Après cet épisode, intervient la marche de soutien à l’Accord d’Alger (donc au gouvernement) des organisations de la société civile, le mardi 26 mai. A l’occasion, il y a eu des dérapages. Des manifestants s’élevaient contre la Minusma et la France, allant jusqu’à brûler le drapeau Bleu-blanc-rouge. Comme pour coller au discours d’IBK du 15 mai, il y a eu des critiques sévères des marcheurs contre la mission de l’Onu au Mali.
La nuit, le gouvernement se fend d’un communiqué (lu au JT du soir) pour soutenir la marche, mais se désolidariser des attaques des marcheurs contre les intérêts des Nations unies et de pays amis du Mali.
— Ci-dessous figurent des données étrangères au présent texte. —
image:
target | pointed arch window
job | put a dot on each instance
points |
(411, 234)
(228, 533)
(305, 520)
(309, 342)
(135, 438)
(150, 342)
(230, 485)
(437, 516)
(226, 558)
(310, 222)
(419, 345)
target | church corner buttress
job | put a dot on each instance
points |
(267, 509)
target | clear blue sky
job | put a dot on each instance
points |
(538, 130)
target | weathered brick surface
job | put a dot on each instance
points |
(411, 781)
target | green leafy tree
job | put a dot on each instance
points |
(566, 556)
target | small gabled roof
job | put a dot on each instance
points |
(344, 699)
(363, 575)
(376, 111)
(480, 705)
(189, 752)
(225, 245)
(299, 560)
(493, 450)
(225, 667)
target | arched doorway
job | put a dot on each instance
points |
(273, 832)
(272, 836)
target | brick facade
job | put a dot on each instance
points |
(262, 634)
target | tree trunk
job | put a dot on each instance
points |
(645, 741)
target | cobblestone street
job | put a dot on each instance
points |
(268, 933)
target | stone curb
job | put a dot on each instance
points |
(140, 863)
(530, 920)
Déjà dans l’après-midi, IBK, depuis Samanko où il devait lancer la campagne agricole, s’était senti obligé de se repentir de sa sortie du 15 mai et de corriger les faux pas des marcheurs du 26 mai. Vous connaissez le contenu de sa confession.
Ce n’est pas. Samedi, à l’occasion de la célébration de la Journée internationale des Casques Bleus, le gouvernement met plus de sel « onusien » qu’il n’en faut dans son communiqué.
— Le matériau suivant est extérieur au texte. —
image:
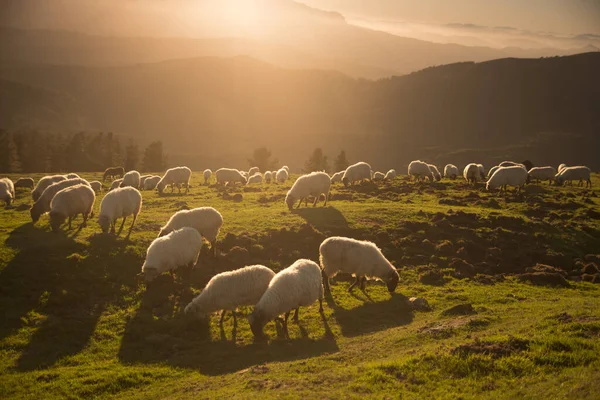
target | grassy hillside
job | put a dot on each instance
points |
(75, 322)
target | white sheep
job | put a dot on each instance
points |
(296, 286)
(256, 178)
(119, 203)
(281, 176)
(207, 174)
(419, 170)
(44, 183)
(42, 205)
(450, 171)
(206, 220)
(7, 191)
(570, 174)
(232, 289)
(229, 176)
(357, 173)
(69, 202)
(513, 176)
(178, 248)
(542, 173)
(360, 258)
(175, 177)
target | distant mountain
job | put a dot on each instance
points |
(216, 110)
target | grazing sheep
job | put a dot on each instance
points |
(297, 285)
(207, 174)
(313, 184)
(7, 191)
(256, 178)
(281, 176)
(112, 173)
(357, 173)
(450, 171)
(175, 176)
(419, 170)
(151, 182)
(391, 174)
(229, 176)
(513, 176)
(206, 220)
(119, 203)
(232, 289)
(131, 178)
(44, 183)
(357, 257)
(472, 173)
(42, 205)
(542, 174)
(435, 172)
(570, 174)
(25, 183)
(69, 202)
(178, 248)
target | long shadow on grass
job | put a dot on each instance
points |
(60, 287)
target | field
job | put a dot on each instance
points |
(76, 322)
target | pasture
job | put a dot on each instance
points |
(76, 322)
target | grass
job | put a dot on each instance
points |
(77, 323)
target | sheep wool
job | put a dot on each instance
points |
(296, 286)
(69, 202)
(178, 248)
(313, 184)
(360, 258)
(228, 290)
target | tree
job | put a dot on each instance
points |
(154, 159)
(341, 162)
(262, 159)
(316, 162)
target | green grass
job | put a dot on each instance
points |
(75, 322)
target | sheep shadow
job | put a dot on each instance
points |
(60, 287)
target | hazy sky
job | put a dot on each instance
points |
(561, 16)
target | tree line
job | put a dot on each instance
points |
(33, 151)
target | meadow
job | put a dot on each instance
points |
(510, 280)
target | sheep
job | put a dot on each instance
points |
(391, 174)
(571, 174)
(25, 183)
(356, 173)
(436, 172)
(450, 171)
(151, 182)
(297, 285)
(178, 248)
(206, 220)
(229, 290)
(419, 170)
(69, 202)
(360, 258)
(513, 176)
(44, 183)
(119, 203)
(131, 178)
(229, 176)
(207, 174)
(542, 173)
(472, 173)
(7, 191)
(42, 205)
(281, 175)
(113, 172)
(313, 184)
(175, 176)
(256, 178)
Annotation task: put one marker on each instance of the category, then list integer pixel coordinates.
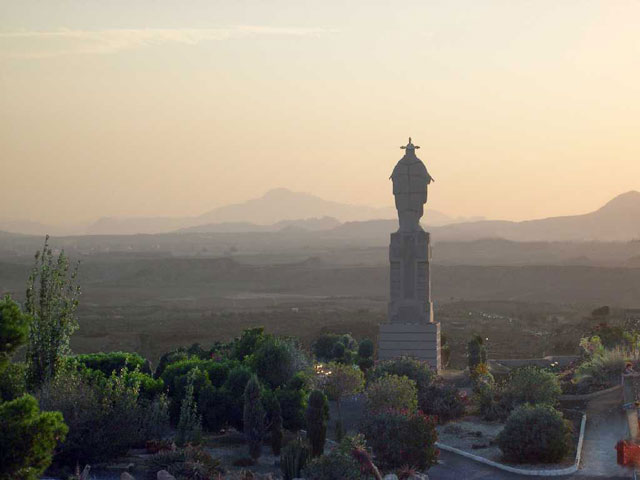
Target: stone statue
(410, 180)
(410, 328)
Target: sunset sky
(523, 109)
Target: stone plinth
(410, 329)
(421, 341)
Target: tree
(254, 417)
(392, 391)
(52, 299)
(317, 416)
(340, 381)
(532, 385)
(535, 434)
(190, 423)
(28, 438)
(14, 329)
(477, 352)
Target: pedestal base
(421, 341)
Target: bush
(535, 434)
(602, 368)
(190, 423)
(13, 381)
(274, 417)
(476, 351)
(273, 361)
(391, 392)
(442, 400)
(253, 418)
(214, 404)
(14, 329)
(332, 347)
(293, 459)
(113, 362)
(317, 417)
(104, 415)
(400, 438)
(416, 370)
(248, 343)
(168, 358)
(155, 419)
(28, 438)
(532, 385)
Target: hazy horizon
(523, 110)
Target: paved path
(455, 467)
(606, 425)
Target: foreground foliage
(27, 438)
(535, 434)
(400, 438)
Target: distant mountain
(283, 204)
(308, 225)
(37, 228)
(272, 210)
(618, 220)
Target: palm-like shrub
(476, 351)
(400, 438)
(190, 422)
(443, 401)
(391, 392)
(28, 438)
(293, 458)
(254, 417)
(317, 416)
(532, 385)
(414, 369)
(535, 434)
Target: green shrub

« Le Gouvernement adresse ses vives félicitations à l’ensemble des Casques Bleus de l’Onu à travers le monde et singulièrement ceux de la Minusma dont les interventions diverses et multiformes s’inscrivent au chapitre de la restauration de la paix et de la sécurité dans notre pays. Le gouvernement renouvelle sa reconnaissance à toutes les forces armées présentes dans notre pays et qui, malgré le lourd tribut payé en vies humaines, poursuivent résolument leur difficile et délicate mission de stabilisation du pays et pour la réconciliation nationale », dit en substance le texte. Qui va sans doute en appeler d’autres. Et ce, jusqu’au jour où le président IBK saura qu’il doit assumer tous ses actes. Pour l’honneur du Mali. Pour le bonheur des Maliens.